Locally-finite extensive categories, their semi-rings, and decomposition to connected objects

TL;DR

This paper generalizes Lovász's result on the semi-ring of finite graphs to a broader class of categories, showing that locally-finite extensive categories allow for a decomposition into connected objects and embed into product rings.

Contribution

It establishes a characterization of locally-finite extensive categories via object decomposition and extends Lovász's semi-ring embedding result to these categories.

Findings

Objects decompose uniquely into finite coproducts of connected objects.

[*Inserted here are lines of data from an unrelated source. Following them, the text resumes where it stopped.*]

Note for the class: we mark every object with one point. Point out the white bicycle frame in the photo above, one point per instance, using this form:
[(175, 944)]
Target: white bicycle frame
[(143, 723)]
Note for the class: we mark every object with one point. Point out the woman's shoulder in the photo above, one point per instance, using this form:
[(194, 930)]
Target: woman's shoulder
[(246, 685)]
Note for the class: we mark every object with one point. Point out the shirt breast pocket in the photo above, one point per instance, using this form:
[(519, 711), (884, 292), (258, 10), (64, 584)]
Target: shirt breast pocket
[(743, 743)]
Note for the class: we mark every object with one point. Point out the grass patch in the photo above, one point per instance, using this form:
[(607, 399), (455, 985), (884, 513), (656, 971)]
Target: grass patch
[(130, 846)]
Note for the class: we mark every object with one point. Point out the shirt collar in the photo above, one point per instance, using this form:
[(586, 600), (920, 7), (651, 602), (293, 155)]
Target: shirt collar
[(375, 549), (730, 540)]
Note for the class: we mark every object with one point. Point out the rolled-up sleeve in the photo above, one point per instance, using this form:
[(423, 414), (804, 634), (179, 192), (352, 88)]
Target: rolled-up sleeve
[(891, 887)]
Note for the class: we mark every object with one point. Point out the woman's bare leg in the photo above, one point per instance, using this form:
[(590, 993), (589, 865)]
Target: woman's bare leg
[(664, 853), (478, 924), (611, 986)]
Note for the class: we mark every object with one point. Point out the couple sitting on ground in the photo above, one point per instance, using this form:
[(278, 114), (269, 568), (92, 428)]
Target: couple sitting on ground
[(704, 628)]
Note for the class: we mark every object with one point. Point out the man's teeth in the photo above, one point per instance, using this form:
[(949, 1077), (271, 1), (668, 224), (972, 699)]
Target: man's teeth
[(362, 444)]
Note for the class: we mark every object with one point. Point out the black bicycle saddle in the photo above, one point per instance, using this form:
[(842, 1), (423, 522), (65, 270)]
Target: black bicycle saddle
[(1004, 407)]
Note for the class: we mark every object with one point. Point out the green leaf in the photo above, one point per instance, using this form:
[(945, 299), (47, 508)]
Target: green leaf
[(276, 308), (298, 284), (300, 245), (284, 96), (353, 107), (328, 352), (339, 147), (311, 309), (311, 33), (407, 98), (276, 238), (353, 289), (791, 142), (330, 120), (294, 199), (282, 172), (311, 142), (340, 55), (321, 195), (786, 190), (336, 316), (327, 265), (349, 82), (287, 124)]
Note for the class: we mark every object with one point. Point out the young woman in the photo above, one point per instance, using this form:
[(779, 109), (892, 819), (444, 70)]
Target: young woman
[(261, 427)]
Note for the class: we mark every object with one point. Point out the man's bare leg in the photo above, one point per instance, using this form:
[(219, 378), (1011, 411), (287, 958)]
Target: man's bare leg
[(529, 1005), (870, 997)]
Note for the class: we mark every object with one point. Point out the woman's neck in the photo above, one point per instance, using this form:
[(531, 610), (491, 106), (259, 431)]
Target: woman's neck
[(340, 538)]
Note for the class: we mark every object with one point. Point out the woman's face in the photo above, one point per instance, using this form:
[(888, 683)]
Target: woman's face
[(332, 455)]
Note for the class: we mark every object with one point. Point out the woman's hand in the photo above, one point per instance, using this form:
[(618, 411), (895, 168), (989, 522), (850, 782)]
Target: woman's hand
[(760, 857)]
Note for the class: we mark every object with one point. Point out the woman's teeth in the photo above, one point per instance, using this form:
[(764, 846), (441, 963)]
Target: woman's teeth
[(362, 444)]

Locally-finite extensive categories satisfy the decomposition property.

Semi-rings of isomorphism classes embed into product rings under certain conditions.

Abstract

Let $\mathcal C$ be the category of finite graphs. Lov\`{a}sz shows that the semi-ring of isomorphism classes of $\mathcal C$ (with coproduct as sum, and product as multiplication) is embedded into the direct product of the semi-ring of natural numbers. Our aim is to generalize this result to other categories. For this, one crucial property is that every object decomposes to a finite coproduct of connected objects. We show that a locally-finite extensive category satisfies this condition. Conversely, a category where any object is decomposed into a finite coproduct of connected objects is shown to be extensive. The decomposition turns out to be unique. Using these results, we give some sufficient conditions that the semi-ring (the ring) of isomorphism classes of a locally finite category embeds to the direct product of natural numbers (integers, respectively). Such a construction of rings from a category is a most primitive form of Burnside rings and Grothendieck rings.